If you're a member of the Rensselaer community, see Project Instructions for RPI Personnel. Otherwise see Project Instructions for CCI Affiliates. All forms for new accounts should be send to accounts[at]ccni.rpi.edu only.
How do I change my password? (You must change your password before you can log into the Landing Pads)
Use the Password Change form. If you have multiple accounts for different projects, this form will change the password for all of your accounts together.
How do I ask for help, report a system problem, or make changes to my existing account?
If you need assistance or would like to report a system problem you can either call CCI support at 518-276-6797 or send an email to support[at]ccni.rpi.edu. Please do not CC the support email address.
What is the meaning of the user name format?
Resource usage is tracked and regulated by the user ID associated with a job or files on disk. If one person is involved with multiple projects they will be given different user IDs for each project that they are involved with. These IDs are formatted to include an identifier of both the project and user.
How do I check my GPFS quota usage?
Executing "df -h ." in a directory will display usage based on the quota enforced for that particular directory tree.
How do I access the systems?
First, use ssh to connect to a Landing Pad. Then connect from a landing pad to a cluster front-end such as q/amos to access the Blue Gene/Q. Please check our List of Available Systems for more information.
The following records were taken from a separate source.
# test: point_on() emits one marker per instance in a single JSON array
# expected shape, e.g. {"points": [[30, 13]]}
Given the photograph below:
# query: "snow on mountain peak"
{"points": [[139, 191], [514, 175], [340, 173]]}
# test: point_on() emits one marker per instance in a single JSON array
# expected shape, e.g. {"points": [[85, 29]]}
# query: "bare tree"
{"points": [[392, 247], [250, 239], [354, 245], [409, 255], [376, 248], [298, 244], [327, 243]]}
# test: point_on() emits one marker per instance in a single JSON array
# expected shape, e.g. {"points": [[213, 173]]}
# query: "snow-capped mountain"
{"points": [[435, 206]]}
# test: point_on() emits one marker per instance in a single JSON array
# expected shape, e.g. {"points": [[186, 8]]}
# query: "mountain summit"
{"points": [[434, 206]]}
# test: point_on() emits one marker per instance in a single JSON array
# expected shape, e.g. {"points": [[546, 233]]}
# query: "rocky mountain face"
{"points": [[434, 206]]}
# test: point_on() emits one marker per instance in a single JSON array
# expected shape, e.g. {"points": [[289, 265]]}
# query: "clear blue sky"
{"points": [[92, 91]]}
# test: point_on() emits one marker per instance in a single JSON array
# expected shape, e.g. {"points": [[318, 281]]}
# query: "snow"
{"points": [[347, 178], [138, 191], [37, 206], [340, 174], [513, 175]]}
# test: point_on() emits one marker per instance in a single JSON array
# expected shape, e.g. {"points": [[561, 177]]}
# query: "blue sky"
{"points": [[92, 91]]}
How do I get data onto or off of the system from off campus?
Use scp to transfer data to the Landing Pad systems. The file systems mounted there match those present on the compute systems.
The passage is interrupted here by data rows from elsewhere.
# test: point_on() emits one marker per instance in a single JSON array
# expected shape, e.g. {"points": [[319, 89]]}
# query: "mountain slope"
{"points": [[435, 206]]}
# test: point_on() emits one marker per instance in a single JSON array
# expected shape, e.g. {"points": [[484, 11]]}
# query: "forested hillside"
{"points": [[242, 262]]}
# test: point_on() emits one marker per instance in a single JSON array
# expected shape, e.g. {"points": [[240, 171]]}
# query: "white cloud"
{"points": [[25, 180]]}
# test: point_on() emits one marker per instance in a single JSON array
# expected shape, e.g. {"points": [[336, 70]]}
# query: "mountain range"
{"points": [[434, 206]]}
See this page for large file transfers.
What MPI implementations are available? How do I use them?
There are several different implementations of MPI available on the clusters including Open MPI, MVAPICH, and MVAPICH2. We use modules to simplify the process of making these libraries available to users.
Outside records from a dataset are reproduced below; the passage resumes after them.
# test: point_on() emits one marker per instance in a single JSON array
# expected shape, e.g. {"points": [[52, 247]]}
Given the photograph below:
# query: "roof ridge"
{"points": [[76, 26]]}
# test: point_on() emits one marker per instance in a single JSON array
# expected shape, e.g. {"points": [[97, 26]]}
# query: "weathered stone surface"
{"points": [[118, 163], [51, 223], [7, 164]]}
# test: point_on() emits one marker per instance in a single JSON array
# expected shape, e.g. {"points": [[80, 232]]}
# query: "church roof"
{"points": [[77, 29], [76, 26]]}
What is the time limit for running jobs?
The default wall clock time limit varies between systems. Please consult the wiki page for each system for details. If you have a different time limit it will be enforced automatically (you do not have to do anything).
There are enough free nodes - why isn't my job running? / Why are my jobs waiting in the queue for a long time?
Jobs are automatically prioritized based on a number of parameters such as size, project usage, project classification, and once in queue, age or time in queue. The queue is not a simple FIFO queue. Jobs may be inserted into the middle of the queue based on initial priority and even move towards the end of the queue if a project's usage increases significantly while the job is pending. A job will begin once it reached the head of the queue.
When there is a large job in queue that requires many nodes, the scheduler will hold nodes free when jobs complete in anticipation of the large job. Smaller jobs, shorter jobs will fill in nodes (backfill) if they have priority and do not interfere with the large job beginning at the expected time. The scheduler will also hold nodes free in anticipation of a maintenance outage.
On certain systems, such as the Blue Gene/Q, where nodes must be allocated in blocks, some partitioning has been done at the system level to reduce fragmentation and improve overall system throughput. It is important to check the number of nodes in the partition before assuming there is a problem with the scheduler.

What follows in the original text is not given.